April 11, 2016
The McMaster Museum of Art presents:
16 April – 13 August 2016
This selection of sculpture, painting and photography from the McMaster Museum of Art collection offers a view into constructivist and structuralist practices and its continuing legacies and affinities. Dr. Willy Rotzler, curator and author of the 1977 book Constructivist Concepts: A History of Constructive Art from Cubism to the Present, wrote that geometric form is “a fundamental experience” that has its foundation at the beginning of art—how visual languages were formed in order to know the world before the mimetic description of what is seen.

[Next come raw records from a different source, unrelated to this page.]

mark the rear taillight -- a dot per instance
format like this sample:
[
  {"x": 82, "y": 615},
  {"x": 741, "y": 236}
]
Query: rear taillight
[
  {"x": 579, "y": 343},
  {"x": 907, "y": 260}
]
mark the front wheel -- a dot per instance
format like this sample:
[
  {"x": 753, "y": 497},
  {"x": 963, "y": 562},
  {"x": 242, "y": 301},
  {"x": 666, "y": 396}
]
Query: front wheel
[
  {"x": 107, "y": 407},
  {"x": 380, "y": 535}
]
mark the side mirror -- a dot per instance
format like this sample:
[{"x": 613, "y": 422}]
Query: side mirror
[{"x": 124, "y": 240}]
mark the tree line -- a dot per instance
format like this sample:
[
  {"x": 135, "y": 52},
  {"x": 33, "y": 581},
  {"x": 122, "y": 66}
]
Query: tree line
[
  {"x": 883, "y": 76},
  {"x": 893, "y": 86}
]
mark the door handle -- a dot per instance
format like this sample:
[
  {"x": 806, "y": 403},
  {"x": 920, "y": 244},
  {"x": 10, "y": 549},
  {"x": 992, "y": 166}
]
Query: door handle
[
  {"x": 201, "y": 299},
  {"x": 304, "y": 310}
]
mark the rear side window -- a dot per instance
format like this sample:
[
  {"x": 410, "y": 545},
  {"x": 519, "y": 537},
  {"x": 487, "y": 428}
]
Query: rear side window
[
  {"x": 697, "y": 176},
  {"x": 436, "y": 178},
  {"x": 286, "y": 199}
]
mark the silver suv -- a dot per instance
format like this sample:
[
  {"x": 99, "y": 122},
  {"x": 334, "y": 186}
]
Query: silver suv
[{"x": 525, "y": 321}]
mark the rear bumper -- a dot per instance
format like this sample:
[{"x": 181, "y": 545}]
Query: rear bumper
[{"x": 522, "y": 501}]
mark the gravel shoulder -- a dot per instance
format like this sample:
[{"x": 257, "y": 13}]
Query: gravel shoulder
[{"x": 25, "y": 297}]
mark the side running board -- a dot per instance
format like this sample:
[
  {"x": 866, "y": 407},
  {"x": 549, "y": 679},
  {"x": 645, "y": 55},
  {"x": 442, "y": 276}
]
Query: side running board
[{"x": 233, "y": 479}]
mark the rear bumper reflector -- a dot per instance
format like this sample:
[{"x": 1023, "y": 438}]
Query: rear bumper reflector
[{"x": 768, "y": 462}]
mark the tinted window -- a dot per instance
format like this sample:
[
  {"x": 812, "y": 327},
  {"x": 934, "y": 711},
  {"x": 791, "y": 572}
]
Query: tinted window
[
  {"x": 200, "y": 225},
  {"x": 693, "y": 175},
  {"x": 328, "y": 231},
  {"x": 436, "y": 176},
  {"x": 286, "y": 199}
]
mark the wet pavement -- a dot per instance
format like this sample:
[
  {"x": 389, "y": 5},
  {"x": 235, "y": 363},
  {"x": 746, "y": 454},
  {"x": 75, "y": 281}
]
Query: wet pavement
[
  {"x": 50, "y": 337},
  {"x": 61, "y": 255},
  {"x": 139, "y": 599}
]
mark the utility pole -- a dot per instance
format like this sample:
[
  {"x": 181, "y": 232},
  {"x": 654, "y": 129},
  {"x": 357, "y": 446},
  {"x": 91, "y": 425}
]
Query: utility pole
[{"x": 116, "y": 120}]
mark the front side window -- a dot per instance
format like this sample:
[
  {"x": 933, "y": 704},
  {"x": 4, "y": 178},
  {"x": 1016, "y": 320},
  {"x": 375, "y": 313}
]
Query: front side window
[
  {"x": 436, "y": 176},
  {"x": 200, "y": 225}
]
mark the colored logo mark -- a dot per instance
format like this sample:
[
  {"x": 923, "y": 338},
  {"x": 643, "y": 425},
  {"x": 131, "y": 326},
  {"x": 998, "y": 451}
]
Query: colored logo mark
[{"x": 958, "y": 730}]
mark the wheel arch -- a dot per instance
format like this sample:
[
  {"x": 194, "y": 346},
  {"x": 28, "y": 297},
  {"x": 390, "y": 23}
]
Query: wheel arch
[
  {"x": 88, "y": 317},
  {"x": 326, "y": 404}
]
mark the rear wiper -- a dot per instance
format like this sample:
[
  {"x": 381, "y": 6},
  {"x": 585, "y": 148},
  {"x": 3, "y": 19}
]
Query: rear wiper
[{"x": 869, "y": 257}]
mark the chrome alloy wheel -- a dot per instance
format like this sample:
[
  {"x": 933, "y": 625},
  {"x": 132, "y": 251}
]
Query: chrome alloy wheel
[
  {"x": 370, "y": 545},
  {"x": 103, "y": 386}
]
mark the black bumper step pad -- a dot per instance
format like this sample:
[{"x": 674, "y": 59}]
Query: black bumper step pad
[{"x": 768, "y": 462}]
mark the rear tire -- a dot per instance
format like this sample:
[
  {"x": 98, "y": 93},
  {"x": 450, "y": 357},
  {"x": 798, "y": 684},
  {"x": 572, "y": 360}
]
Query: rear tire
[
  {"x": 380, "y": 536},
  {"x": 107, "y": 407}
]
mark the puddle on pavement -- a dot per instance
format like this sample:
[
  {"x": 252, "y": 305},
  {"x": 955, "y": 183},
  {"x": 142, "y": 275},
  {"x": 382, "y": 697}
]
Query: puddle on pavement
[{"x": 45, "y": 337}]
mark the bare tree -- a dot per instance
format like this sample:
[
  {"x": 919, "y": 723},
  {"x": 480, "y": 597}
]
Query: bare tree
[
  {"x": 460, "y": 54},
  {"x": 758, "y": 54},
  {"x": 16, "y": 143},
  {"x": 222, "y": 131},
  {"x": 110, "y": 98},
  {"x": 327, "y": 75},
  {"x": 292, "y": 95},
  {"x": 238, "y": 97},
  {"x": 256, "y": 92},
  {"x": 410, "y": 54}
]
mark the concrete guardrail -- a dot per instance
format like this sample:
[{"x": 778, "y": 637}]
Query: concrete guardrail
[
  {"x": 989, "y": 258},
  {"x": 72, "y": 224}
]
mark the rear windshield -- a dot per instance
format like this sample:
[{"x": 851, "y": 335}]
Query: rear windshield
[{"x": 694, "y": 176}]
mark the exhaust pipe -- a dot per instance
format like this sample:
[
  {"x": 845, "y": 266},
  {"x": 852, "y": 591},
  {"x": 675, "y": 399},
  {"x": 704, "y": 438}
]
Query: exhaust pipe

The exhibition Includes McMaster collection works by:
Naum Gabo (Russian-English)
Yves Gaucher (Canadian)
Jean Gorin (French)
Ron Kostyniuk (Calgary) recent acquisition
László Moholy-Nagy (Hungarian)
Kenneth Noland (American)
Liss Platt (Canadian, b. USA) recent acquisition
Bridget Riley (English)
and on loan from the Art Gallery of Hamilton, François Morellet.
The exhibition title is derived from Roland Barthes’s 1964 essay “The Structuralist Activity”:
“The goal of all structuralist activity, whether reflexive or poetic, is to reconstruct an ‘object’ in such a way as to manifest thereby the rules of functioning (the ‘functions’) of this object.”